We arrived in San Julian de Illa de Arousa in time for the Fiesta de Navajas – the razor clam festival. We were thrilled to discover that this town is so enamored of the razor clam that it has its very own festival, complete with Spongebob Squarepants fairground rides, and more razor clams to eat than frankly I care to think about!
Ria de Arousa is Spain’s mussel capital. Let me share some statistics that made my eyes pop: The Galician Rias produce 95% of all mussels grown in Spain, and Spain itself produces 60% of the world’s mussels! There are 3,500 licensed bateas – mussel rafts – in the Rias, half of which are in Ria de Arousa. Beneath each raft hang 20-metre ropes on which the mussels grow. The more mathematically minded Julian assured me that this works out at 28.something percent of the world’s mussels are probably produced in the Ria de Arousa alone.
We’ve met many a yachtsman who has bemoaned the presence of these bateas, taking up their precious tacking space. I like them. They seem to be the least invasive or environmentally damaging form of aquaculture that I’ve come across, and the towns in the region seem to be prospering, despite Spain’s recent economic hardships. Horray for the lowly mussel.

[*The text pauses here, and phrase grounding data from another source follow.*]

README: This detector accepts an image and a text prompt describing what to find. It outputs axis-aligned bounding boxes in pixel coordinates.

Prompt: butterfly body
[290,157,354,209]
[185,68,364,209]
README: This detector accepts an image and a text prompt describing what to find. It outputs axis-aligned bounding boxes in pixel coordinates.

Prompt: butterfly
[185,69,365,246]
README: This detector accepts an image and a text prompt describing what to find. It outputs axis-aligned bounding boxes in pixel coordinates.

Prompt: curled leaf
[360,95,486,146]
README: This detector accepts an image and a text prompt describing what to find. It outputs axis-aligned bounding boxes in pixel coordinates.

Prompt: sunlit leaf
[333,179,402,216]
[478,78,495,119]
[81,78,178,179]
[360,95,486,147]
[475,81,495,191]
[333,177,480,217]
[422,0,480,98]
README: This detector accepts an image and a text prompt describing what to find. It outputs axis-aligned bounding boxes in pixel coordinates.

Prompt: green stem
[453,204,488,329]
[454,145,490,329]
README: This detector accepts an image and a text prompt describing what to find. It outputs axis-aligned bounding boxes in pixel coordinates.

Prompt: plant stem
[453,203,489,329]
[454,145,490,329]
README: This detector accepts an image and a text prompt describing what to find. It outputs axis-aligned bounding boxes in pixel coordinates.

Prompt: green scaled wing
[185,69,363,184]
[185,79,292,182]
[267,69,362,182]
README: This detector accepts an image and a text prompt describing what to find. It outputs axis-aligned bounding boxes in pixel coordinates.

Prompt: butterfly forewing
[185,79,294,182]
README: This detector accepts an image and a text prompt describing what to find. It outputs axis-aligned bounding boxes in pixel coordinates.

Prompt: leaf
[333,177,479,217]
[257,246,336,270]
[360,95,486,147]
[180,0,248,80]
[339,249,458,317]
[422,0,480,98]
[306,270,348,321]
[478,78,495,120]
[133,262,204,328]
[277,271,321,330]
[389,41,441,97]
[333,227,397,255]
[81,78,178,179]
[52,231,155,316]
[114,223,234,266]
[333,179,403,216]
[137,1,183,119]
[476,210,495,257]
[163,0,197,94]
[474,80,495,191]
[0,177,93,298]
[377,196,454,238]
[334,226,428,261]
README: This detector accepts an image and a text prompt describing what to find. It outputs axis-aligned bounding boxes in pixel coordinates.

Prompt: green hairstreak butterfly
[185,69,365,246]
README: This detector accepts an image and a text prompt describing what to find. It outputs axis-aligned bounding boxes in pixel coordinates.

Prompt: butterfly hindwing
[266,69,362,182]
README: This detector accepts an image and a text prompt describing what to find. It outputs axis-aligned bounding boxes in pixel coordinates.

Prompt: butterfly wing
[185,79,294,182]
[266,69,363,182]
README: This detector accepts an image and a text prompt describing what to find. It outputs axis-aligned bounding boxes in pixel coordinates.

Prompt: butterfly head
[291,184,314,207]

In every tourist office in every town we are presented with a local mussel recipe booklet, containing some bizarre combinations from people trying too hard to make the most of mussels. Garlic, white wine and a crusty loaf of bread is all I need to dress up my mejillones. We’ve gathered enough from the rocks for a few dinners, but it’ll be a while before I try them a la pineapple!
Besides the ubiquitous mussels, there are 1,143 other shellfish farms in the Rias, mostly growing clams (I’ve been doing my homework). Julian and the girls have taken to joining the locals here in Cabo Cruz, where we are currently anchored, in digging for clams at each low water. Last night I added them to a paella; I’ve yet to decide what to do this evening.
From churches when we first arrived in Galicia, our cultural explorations now revolve around old canneries. There is a profusion of them along this coast, turned into museums celebrating each town’s canning history!! Who woulda thunk it? Those canned mussels, clams, cockles, not to mention sardines and other fishy wonders have found their way to all corners to the planet.
I wouldn’t choose molluscs for my last meal, and likely not my second last meal either. But I’m thoroughly enjoying the high esteem in which they are held here in Galicia. They are impossible to avoid, and given that they have inspired art and poetry and celebration, we at least can give them their due respect and eat a few. One of these days I’ll build up the courage to try a razor clam!